The 2015 breach of the IRS' Get Transcript tool swept up far more taxpayer accounts than the IRS initially thought, an IG investigation has revealed.
The IRS officials announced Feb. 26 that the damage caused by last year's breach of the Get Transcript web app is much worse than they initially thought.
After the IRS' disclosure of the breach in May 2015, the Treasury Inspector General for Tax Administration went back to Get Transcript's January 2014 launch to hunt for compromise clues. That investigation revealed more damage: 724,000 taxpayer accounts might have been accessed by hackers, and another 576,000 accounts were targeted unsuccessfully.
The IRS had initially said 100,000 or so accounts were compromised and then revised its figures upward in August 2015.
Get Transcript has been down since May 2015, but the IRS said it hopes to revive the once-popular app eventually.
The breach wasn't a hack, per se, but rather efforts by scammers to use information they already had to access the IRS files of targeted taxpayers, officials have said. The scammers could locate many of the answers needed to take advantage of Get Transcript's knowledge-based authentication by using readily available online search tools. The IRS allowed one email address to be used for multiple taxpayer accounts, enabling large-scale pulls of highly sensitive taxpayer data.
The IRS said it would begin mailing notifications to the newly revealed batch of affected taxpayers on Feb. 29.

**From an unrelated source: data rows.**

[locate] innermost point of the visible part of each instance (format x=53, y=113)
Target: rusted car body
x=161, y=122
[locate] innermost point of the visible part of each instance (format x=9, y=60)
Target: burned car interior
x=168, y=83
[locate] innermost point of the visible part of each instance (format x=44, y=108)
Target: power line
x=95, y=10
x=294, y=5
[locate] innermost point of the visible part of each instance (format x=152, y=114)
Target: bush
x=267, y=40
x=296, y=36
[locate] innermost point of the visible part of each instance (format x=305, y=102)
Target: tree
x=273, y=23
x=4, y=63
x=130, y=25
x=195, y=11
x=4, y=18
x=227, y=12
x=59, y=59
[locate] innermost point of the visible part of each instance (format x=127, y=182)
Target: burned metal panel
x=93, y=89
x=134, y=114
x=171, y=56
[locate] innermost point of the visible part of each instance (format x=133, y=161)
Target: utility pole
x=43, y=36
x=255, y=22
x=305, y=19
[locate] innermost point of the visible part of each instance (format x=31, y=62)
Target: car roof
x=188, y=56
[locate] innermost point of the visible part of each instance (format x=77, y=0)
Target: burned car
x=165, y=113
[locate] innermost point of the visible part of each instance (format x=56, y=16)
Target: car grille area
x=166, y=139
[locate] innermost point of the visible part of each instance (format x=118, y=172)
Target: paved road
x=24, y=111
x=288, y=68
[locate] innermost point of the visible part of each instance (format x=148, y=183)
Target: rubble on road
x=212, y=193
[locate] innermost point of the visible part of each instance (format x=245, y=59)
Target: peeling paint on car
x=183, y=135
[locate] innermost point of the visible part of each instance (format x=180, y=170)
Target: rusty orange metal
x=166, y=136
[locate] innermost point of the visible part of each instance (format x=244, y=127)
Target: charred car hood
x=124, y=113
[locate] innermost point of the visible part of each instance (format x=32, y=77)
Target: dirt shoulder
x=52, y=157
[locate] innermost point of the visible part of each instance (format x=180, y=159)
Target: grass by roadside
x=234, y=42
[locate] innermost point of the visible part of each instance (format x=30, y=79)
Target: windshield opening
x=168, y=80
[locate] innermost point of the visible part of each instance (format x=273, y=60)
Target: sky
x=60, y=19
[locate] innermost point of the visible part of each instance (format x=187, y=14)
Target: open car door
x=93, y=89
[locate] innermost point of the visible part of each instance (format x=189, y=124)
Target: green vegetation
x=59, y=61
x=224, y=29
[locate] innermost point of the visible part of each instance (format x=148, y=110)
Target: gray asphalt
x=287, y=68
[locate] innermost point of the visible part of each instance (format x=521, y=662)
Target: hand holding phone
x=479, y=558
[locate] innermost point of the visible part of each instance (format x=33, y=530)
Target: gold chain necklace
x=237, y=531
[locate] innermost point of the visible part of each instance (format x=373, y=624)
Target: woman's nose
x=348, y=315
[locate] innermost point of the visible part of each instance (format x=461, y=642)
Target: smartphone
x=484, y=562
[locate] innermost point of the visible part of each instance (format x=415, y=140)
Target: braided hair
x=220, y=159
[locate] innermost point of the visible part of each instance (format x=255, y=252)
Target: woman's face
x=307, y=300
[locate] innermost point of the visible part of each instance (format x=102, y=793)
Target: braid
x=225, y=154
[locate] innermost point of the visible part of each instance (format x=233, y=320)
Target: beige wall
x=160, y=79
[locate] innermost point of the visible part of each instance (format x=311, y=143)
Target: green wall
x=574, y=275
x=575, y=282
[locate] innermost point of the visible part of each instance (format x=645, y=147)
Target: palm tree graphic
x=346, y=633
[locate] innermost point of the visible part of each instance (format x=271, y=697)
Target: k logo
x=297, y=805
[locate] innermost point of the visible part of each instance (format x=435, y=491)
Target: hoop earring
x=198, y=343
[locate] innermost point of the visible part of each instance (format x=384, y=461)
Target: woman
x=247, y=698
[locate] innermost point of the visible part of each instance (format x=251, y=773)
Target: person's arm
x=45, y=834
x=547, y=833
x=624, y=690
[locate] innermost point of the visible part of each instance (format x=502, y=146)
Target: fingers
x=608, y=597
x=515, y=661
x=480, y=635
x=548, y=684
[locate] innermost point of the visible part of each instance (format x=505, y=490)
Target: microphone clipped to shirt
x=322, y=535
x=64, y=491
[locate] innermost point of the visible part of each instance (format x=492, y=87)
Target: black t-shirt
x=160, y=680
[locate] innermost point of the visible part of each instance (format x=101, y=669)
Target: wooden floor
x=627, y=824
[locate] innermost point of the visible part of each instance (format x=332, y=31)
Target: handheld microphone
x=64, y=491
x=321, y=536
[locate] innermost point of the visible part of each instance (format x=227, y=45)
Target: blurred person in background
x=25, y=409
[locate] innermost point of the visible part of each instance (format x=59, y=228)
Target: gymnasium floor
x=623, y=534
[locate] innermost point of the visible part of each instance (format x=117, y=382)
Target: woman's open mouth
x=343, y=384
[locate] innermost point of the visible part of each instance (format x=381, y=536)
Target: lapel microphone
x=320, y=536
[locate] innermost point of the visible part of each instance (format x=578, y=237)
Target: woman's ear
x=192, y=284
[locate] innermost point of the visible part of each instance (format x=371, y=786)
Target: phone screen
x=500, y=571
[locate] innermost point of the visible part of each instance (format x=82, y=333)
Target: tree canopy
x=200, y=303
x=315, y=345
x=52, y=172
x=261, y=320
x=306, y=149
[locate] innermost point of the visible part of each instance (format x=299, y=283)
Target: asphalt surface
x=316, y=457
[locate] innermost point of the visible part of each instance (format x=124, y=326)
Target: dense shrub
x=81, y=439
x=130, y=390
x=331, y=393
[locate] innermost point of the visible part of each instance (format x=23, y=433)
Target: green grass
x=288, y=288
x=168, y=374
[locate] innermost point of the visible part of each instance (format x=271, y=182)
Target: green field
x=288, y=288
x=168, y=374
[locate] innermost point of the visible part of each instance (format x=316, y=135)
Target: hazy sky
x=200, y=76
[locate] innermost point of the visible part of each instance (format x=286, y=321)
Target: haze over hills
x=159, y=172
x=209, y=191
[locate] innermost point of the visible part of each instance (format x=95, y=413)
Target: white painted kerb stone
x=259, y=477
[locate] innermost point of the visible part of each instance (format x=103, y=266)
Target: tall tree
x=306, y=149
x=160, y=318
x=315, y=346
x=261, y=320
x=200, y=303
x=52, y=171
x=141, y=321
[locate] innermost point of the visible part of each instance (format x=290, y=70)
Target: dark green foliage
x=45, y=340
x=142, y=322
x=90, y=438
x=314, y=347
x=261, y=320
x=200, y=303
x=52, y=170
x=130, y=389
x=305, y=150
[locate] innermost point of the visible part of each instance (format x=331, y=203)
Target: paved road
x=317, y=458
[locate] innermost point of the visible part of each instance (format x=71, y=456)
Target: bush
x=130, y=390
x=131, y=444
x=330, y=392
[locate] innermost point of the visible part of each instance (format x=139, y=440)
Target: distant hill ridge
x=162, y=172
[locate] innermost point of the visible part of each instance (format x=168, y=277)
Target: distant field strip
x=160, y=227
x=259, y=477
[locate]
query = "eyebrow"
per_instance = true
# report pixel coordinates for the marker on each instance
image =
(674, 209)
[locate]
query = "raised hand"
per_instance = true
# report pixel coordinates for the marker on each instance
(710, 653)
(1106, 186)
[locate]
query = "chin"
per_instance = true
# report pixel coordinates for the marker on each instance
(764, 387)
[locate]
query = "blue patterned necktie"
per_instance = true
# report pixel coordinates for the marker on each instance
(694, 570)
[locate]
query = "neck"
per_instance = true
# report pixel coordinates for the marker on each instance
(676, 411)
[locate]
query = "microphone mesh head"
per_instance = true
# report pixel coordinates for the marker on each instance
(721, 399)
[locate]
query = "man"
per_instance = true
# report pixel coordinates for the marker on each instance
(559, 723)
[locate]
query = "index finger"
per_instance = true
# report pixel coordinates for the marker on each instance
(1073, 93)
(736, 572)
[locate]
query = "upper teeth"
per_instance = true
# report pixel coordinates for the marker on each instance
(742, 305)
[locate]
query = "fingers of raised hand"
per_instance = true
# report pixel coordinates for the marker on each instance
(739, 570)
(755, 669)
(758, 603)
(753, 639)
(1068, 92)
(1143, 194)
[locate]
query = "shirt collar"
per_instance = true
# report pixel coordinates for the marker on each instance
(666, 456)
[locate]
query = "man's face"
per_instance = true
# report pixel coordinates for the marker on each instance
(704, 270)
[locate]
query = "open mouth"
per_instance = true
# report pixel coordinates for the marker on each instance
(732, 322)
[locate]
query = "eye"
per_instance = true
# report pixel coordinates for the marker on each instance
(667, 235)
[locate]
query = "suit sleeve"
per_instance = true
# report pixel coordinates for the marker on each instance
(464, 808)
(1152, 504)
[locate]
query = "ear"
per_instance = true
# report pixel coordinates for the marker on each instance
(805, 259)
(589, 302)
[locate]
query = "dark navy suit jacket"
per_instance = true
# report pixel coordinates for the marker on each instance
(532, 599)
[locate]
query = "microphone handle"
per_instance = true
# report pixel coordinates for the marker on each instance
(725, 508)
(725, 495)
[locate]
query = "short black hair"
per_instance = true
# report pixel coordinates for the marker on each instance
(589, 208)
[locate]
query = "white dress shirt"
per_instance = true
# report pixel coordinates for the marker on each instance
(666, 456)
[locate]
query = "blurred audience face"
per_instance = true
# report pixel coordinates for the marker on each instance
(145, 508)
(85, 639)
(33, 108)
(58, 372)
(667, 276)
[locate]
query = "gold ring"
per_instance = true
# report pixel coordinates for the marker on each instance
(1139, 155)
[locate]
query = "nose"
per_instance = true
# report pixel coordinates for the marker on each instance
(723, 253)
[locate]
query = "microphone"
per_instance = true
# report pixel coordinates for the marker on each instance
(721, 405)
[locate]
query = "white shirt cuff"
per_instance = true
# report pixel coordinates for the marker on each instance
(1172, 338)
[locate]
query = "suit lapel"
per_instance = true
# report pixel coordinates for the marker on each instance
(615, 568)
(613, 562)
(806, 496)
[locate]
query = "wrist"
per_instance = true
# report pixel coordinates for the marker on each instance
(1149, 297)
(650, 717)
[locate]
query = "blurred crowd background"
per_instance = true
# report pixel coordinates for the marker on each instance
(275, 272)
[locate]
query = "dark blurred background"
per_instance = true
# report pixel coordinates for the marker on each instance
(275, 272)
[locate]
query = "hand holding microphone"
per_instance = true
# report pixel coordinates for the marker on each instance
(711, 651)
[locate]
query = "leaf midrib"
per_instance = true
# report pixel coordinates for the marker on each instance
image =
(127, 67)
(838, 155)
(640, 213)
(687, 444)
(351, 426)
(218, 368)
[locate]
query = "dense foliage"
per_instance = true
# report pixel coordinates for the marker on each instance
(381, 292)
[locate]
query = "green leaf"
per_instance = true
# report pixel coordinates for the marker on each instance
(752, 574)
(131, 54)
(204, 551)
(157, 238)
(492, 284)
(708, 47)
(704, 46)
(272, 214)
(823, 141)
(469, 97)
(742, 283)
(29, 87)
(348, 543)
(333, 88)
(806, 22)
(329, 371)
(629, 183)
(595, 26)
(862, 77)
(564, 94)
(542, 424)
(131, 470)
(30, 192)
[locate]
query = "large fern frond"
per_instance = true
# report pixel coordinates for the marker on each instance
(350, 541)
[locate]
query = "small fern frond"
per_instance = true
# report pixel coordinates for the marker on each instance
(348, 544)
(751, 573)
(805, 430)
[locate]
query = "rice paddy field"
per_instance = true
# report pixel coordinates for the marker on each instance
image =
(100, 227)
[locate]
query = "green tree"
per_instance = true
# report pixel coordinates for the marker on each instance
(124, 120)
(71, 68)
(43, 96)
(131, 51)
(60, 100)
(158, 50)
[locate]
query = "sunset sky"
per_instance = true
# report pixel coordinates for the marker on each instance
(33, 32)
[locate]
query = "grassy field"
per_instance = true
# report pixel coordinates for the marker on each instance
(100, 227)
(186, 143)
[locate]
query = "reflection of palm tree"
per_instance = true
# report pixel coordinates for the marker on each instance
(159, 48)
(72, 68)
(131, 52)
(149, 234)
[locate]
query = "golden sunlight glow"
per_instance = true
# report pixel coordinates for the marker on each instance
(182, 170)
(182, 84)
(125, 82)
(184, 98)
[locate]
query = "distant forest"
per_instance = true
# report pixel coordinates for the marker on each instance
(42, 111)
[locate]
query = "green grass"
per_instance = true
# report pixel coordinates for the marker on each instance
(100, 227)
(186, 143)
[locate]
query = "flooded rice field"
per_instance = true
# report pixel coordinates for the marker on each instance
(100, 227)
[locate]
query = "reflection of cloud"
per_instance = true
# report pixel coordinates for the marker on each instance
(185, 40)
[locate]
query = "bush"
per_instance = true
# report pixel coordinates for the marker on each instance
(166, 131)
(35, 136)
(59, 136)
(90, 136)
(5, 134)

"The IRS is committed to protecting taxpayers on multiple fronts against tax-related identity theft, and these mailings are part of that effort," IRS Commissioner John Koskinen said in a statement. "We appreciate the work of the Treasury Inspector General for Tax Administration to identify these additional taxpayers whose accounts may have been accessed."
Mailings will include an offer of identity theft protection and an invitation to get an IRS Identity Protection Personal Identification Number.
IP PINs help secure taxpayer accounts against impostors, but they're a drain on the IRS, which has to process an extra piece of data with each IP PIN-enabled account, and taxpayers, who have to keep track of them.
Koskinen told Congress in June 2015 that the IRS can't give every taxpayer an IP PIN because of the strain on the system.